During the process the fuse of the bcalorimeter melts from 0.12g to0.010g .with delta H=5857j/g
Find the energy change for the overall process
Combustion of Benzoic acid is given as
C6H5COOH+CO2____CO2+H20 deltaH =26.456kj?g

q(v) = E = [(26,456 kJ/g x 1.014 g)(24,86-22.2)] + [(0.12-0.10)(5.857 Kj/g)(24.86-22.2)] = ?

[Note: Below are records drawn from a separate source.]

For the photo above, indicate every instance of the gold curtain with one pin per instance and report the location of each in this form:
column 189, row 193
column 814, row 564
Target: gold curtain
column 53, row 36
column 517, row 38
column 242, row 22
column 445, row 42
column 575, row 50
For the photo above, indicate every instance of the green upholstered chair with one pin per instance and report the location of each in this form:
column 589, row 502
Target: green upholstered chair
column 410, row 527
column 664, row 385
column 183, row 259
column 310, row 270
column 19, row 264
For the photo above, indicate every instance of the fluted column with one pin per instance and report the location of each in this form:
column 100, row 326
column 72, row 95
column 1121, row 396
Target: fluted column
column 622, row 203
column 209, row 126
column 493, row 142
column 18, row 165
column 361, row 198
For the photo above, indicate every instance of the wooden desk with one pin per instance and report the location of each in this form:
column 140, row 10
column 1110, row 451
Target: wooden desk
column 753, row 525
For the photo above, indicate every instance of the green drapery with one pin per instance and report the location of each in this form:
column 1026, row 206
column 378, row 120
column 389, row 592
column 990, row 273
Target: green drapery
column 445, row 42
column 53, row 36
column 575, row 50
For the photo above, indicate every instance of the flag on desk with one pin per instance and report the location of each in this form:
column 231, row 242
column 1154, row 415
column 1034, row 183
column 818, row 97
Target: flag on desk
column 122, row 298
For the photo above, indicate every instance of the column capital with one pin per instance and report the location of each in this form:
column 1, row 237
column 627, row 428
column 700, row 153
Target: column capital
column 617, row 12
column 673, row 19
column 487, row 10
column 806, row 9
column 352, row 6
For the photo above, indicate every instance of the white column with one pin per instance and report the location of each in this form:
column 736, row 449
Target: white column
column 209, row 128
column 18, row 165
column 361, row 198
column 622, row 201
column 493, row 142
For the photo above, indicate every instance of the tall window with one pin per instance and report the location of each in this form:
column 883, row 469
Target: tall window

For the second part do we use delta T, as it is melting and during melting temperature is constant

To find the energy change for the overall process, you need to calculate the energy change for both the combustion of benzoic acid and the melting of the fuse, and then add them together.

1. Energy change for the combustion of benzoic acid:
First, calculate the moles of benzoic acid used in the combustion:

Molar mass of benzoic acid (C6H5COOH) = 122.12 g/mol
Moles of benzoic acid = mass / molar mass
= 1.014 g / 122.12 g/mol
= 0.0083039 mol (approximately)

Now, calculate the energy change for the combustion of benzoic acid using the given delta H value:

Energy change = moles of benzoic acid * delta H
= 0.0083039 mol * 26.456 kJ/mol
= 0.219271 kJ (approximately)

2. Energy change for the melting of the fuse:
Given delta H for the melting of the fuse = 5857 J/g
Mass of the fuse = 0.12 g - 0.010 g = 0.11 g

Energy change = mass of the fuse * delta H
= 0.11 g * 5857 J/g
= 644.27 J

3. Total energy change for the overall process:
Add the energy changes for the combustion and the melting of the fuse together:

Total energy change = energy change for the combustion + energy change for melting of the fuse
= 0.219271 kJ + 644.27 J
= 0.219271 kJ + 0.64427 kJ
= 0.863541 kJ (approximately)

Therefore, the energy change for the overall process is approximately 0.863541 kJ.